What about documents you do need to keep? Lock them up. These include things like your Social Security card, birth certificate, driver’s license, passport, and insurance policies. A safe deposit box is a good solution.
Digitize and encrypt sensitive documents that you might need access to online, including pay stubs, warranties, and medical records. Antivirus software is not enough; use encryption software to protect private information that you store digitally.
3. Beware of common online scams
One of the more dangerous forms of internet fraud involves schemes meant to trick consumers into giving sensitive information to questionable sources. Other phishing or spoofing scams encourage users to download malware that makes their computers vulnerable to hacks.
These tactics are difficult to detect because the messages that scammers send can appear identical to legitimate emails from reputable organizations. Some scams take advantage of people’s compassion by detailing the needs of humanitarian causes.
Combat phishing by avoiding links in emails that seem too good to be true, questioning communications that require urgent action, and pausing before giving sensitive information like your Social Security number or login credentials to any source. You can also report these scams to the Federal Trade Commission to help the ongoing effort to combat the phenomenon.
4. Take password safety measures
According to the FIDO Alliance, 80% of data breaches are password-related. Due to many of these cybersecurity risks, there is a push to get rid of passwords altogether. Security experts suggest using alternative means of validation, such as fingerprint scanners and facial recognition.

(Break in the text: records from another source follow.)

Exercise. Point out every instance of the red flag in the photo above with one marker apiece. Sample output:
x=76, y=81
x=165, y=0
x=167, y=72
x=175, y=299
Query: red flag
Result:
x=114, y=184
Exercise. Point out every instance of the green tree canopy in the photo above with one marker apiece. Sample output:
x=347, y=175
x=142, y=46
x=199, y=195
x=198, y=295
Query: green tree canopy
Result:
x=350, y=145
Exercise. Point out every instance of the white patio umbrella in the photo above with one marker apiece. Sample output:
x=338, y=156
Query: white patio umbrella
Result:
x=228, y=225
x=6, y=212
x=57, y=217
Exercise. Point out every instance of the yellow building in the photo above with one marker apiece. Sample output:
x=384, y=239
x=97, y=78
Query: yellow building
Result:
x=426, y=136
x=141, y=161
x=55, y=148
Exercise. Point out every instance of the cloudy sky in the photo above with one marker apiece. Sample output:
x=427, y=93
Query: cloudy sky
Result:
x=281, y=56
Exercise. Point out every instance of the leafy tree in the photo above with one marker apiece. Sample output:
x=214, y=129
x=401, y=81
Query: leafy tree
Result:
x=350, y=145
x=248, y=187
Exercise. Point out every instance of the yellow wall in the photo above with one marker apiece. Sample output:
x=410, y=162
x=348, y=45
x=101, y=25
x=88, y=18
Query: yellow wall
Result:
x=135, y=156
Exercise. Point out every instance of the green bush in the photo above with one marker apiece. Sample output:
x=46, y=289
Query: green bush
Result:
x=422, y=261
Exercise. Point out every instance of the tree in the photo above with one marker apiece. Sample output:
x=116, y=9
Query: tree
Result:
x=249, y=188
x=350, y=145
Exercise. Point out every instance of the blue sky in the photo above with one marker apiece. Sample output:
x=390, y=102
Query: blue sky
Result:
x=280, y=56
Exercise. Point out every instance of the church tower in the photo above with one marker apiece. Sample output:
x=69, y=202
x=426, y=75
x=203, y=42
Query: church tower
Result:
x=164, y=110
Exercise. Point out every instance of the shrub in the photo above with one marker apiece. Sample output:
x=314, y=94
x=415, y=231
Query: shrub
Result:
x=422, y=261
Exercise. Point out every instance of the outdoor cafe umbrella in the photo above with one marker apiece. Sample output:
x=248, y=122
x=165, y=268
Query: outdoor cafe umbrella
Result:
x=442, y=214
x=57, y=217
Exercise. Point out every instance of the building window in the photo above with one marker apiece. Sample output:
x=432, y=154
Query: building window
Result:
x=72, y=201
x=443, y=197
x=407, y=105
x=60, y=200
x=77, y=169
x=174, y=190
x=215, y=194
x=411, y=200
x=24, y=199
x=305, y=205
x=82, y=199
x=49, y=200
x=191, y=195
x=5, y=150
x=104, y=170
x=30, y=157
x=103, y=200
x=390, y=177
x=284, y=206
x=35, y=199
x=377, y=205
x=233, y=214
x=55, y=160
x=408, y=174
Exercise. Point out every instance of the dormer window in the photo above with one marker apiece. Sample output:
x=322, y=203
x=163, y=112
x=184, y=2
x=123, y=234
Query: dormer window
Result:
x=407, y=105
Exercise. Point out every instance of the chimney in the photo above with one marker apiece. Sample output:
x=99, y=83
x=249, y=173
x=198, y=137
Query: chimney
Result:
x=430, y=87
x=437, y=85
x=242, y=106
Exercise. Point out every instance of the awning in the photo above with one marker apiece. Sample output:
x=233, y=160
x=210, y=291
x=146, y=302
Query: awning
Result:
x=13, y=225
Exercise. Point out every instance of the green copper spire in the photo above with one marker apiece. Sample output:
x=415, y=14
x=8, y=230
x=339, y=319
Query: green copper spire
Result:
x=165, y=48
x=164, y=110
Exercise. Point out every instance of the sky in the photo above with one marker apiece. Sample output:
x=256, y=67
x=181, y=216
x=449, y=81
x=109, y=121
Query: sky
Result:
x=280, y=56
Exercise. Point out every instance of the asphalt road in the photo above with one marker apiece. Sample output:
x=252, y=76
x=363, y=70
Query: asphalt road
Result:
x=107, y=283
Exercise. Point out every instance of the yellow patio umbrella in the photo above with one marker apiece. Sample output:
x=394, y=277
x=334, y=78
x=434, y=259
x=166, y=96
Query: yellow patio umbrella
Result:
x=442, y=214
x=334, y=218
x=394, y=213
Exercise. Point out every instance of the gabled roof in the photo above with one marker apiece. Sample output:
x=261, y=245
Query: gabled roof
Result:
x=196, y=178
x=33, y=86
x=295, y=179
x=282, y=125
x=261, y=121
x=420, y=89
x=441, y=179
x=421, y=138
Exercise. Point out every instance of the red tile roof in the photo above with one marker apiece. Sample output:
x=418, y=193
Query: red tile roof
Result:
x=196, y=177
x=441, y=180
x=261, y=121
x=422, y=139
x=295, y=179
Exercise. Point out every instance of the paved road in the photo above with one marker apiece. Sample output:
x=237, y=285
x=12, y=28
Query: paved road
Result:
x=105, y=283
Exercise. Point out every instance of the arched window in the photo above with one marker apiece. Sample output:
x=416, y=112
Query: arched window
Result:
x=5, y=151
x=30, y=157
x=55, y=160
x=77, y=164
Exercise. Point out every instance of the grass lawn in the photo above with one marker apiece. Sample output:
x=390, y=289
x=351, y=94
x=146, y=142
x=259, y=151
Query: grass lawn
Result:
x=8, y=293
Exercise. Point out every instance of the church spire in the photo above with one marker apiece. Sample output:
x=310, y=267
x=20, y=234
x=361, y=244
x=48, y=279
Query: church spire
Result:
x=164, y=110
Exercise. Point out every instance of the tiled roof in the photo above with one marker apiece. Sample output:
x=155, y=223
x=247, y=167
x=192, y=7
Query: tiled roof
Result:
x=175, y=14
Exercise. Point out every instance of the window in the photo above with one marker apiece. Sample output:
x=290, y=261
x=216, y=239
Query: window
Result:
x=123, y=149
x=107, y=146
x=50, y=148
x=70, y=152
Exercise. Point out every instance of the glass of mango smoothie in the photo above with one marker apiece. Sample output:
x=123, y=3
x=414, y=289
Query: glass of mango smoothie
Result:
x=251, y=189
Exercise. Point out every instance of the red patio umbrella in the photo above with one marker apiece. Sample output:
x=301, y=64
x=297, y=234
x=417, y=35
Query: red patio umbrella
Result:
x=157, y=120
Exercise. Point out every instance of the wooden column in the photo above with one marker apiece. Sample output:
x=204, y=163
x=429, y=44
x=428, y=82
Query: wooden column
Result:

If biometric means are not available, take steps to protect yourself as much as possible when using passwords. One way to do this is by differentiating your passwords.
With the vast number of accounts that people have, it is understandable that the majority of people reuse their passwords, many of which are too simple or contain too few characters.
To keep track of your accounts, use a password manager to house your login credentials. This way, you can use different, complicated passwords without worrying about forgetting them. You can also use multifactor authentication methods to add another layer of security when logging in to your most sensitive accounts, such as the ones tied to your personal finances.
5. Avoid using public Wi-Fi when banking online
Hackers know how to take advantage of the widespread availability of Wi-Fi. They can position themselves between you and the wireless internet source and intercept personal information without you knowing it.
Never log in to personal accounts on public Wi-Fi networks. Better yet, turn off your Wi-Fi altogether. Use your cellular data. Protect yourself further by using a virtual private network. VPNs use encrypted channels to route your traffic to another server, which obscures your true location and device information.
6. Use number-changing cards
Pull out your credit or debit card, and you’ll see a few different numbers on it: an account number, a CCV, and an expiration date.
Number-changing cards transmit data between the card and the company’s servers. When the card is used, the merchant’s computers check with the card issuer to ensure that the entered digits match those that were displayed on the card at the time.
Stolen credit card numbers are often used well after when they were compromised. A number-changing card’s digits become useless to thieves within minutes, leaving them a little window in which to use the card.
7. Invest in identity protection
Companies like LifeLock provide identity theft protection and insurance. Although they can’t stop every threat, they do offer peace of mind. And if a customer’s identity is compromised, they provide financial compensation to cover costs like attorneys, personal expenses, and stolen funds.
If you don’t want to pay for an identity theft service, some credit cards also offer identity monitoring. Beware, though, that most only monitor for breaches of certain data, such as your Social Security number, and they only search certain sites.
Prioritizing security in personal finance actually saves you from inconveniences in the long run. Many people get their identity stolen and have to spend thousands of dollars to get it back. That cost, as well as the stress that comes with it, is not worth your time or your money.
Turn these preventative measures into habits, and you can bank on your online safety.